China Safety Science Journal ›› 2021, Vol. 31 ›› Issue (6): 182-188.doi: 10.16265/j.cnki.issn 1003-3033.2021.06.024

• Emergency technology and management • Previous Articles     Next Articles

Research on urban flood and waterlog emergency scenario deductionbased on Bayesian network

WANG Zhe1,2,3, KONG Weilei1,2,3, FANG Danhui1,2,3, DUAN Zhifei1,2,3   

  1. 1 China Research Center for Emergency Management, Wuhan University of Technology, Wuhan Hubei 430070, China;
    2 Hubei Collaborative Innovation Center for Early Warning and Emergency Response Technology, Wuhan Hubei 430070, China;
    3 School of Safety Science and Emergency Management, Wuhan University of Technology, Wuhan Hubei 430070, China
  • Received:2021-03-12 Revised:2021-05-08 Online:2021-06-28 Published:2021-12-28

Abstract: In order to deal with complex evolution process of urban flood and waterlog disaster, Bayesian network was utilized in combination with evidence theory and knowledge meta-model for emergency scenario deduction research on urban flood and waterlog disasters.

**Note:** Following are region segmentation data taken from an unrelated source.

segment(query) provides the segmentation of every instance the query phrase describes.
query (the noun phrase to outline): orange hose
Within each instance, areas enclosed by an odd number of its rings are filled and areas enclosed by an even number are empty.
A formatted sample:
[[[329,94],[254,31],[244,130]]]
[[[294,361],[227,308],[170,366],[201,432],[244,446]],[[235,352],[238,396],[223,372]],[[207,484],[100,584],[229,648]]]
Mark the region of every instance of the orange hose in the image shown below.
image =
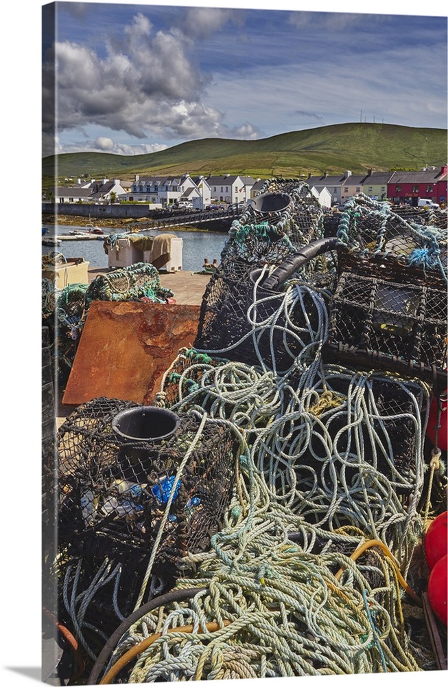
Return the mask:
[[[229,620],[224,621],[224,627],[230,624]],[[209,632],[216,632],[217,630],[222,629],[222,626],[217,622],[206,622],[205,627],[209,631]],[[138,654],[141,653],[145,649],[147,649],[148,646],[150,646],[152,644],[156,641],[156,640],[159,639],[161,637],[165,637],[165,635],[169,634],[172,632],[185,632],[186,633],[191,634],[193,632],[193,625],[182,625],[180,627],[170,627],[169,630],[165,633],[156,632],[154,634],[151,635],[150,637],[147,637],[146,639],[143,640],[135,646],[132,646],[129,651],[126,651],[121,656],[117,663],[114,664],[113,666],[108,671],[104,677],[100,681],[100,685],[108,685],[110,684],[112,680],[114,677],[120,672],[120,671],[127,666],[130,661],[132,661]],[[202,633],[202,629],[200,627],[198,630],[198,633]]]
[[[416,603],[418,604],[419,606],[421,606],[422,605],[421,599],[415,593],[414,589],[409,586],[409,585],[405,580],[404,577],[400,572],[398,565],[397,563],[397,561],[395,560],[395,559],[394,558],[394,556],[392,556],[392,553],[387,548],[386,544],[383,543],[382,541],[380,541],[379,539],[369,539],[368,541],[364,541],[364,543],[363,544],[361,544],[361,545],[356,550],[356,551],[353,552],[350,558],[352,559],[352,561],[356,561],[357,559],[358,559],[359,556],[361,556],[361,554],[364,552],[364,551],[366,551],[367,549],[370,549],[372,546],[379,546],[384,552],[384,553],[386,554],[388,558],[390,559],[395,567],[397,578],[399,583],[401,585],[401,587],[403,587],[403,588],[409,594],[411,598],[414,599]],[[340,570],[338,571],[338,572],[335,575],[335,577],[336,578],[337,580],[340,579],[344,570],[345,570],[344,567],[341,567]]]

Then, their deduced elements were classified into disaster-pregnant environment, disaster-causing factors, disaster-bearing carrier and emergency management, and relationship between elements was analyzed. Finally, a Bayesian network of urban flood and waterlog disaster emergency scenarios was established to verify scientificity and effectiveness of emergency management measures through case study of flood disaster in Wuhan in 2016. The results show that the knowledge element model can construct a complex evolution path of urban flood and waterlog disaster emergency scenarios since evidence theory can deal with uncertain information in evolution of these scenarios while Bayesian network can effectively evaluate emergency management measures through simulation evolution.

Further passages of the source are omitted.